You’ll know if you’re pushing too hard because the saw will feel as if it’s straining. You may also feel a slight kickback. Slow your forward momentum down if this is the case. Moving too fast is a sure-fire way to damage your saw blade, miss your cut line and/or splinter the workpiece.

TOP TIP: If you’re cutting in a straight line, you might find it useful to clamp a guide piece of wood to your workpiece. This is normally a simple length of straight wood clamped parallel to your cut line. The base plate can rest against this as you cut. You can see an example of a jigsaw guide-piece in use above.

Complete your cut

Complete the cut by following your cut line to completion. Take care to make sure any excess jigsaw material can freely fall away from the workpiece without hitting you or the power cord.

Letting excess material drop off before you’ve completed a cut, however, causes the blade to bind – and possibly splinter the workpiece. With your finished piece, you can cap it off with a piece of sandpaper to get rid of some of any remaining rougher edges.
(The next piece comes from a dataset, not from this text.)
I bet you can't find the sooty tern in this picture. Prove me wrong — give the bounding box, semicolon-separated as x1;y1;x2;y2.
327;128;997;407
How to operate a jigsaw: Top tips and trade secrets

Now we have the basics covered in this jigsaw how-to guide. If you want some real trade-rated secrets, however, read on. The jigsaw is a power tool you can pick up and use almost instantly. And these more advanced tips will have you tackling bigger and more complicated DIY tasks in no time at all.

Starter holes

Not starting at the edge of a material? No problem. Drill yourself a starter hole roughly 5-8mm larger than your jigsaw blade. This means you can start in the centre of a workpiece, such as a countertop or a flooring board. There’s no need for difficult plunge cuts with this method!

Protect laminated or highly finished materials

By using masking tape on top of a laminated surface, you can reduce the risk of damaging the protective top layer. Special down-cutting laminate blades are available for added protection.

Know when to turn the speed down

A jigsaw’s variable speed settings aren’t just there for show. They have an important function. Slow the speed down when you’re using a jigsaw to cut metal. Your cut might take a little longer – but your blade will stay in better condition. It’s often worth bringing your cutting speed down for this sort of task. It’s slow work but it’s how you get the perfect finish.

Clamp metals between scrap wood

Clamp sheet metal between two pieces of plywood when you’re working on intricate designs or when the finish really counts. This reduces the risk of you shredding your workpiece as you cut.

Tight corners and curves

If you’re working on a corner or curve that’s too sharp to move the blade, keep backing up and restarting your cut at ever increasing angles. This will create a progressively larger kerf for your blade to turn into.

Super smooth cutting

A jigsaw cuts on the upward stroke. That’s why splintering is not unusual. If you really want to make sure you’re getting the best possible finish, use a slower blade with more teeth or buy a specialist downward cutting blade.

Choose the right blade!

We might be repeating ourselves – but we can’t say it enough. Use an appropriate blade for the material and task at hand. If you skipped our “How to choose a jigsaw blade” section, please go back and have a quick read. It’s so important to know how to use a jigsaw more effectively.

Still Need help?

Our in-house experts are always on hand to help you make the most of your new power tools – and how best to use a new jigsaw. If you have any questions or need any further advice about which corded or portable jigsaw is right for you, get in touch today.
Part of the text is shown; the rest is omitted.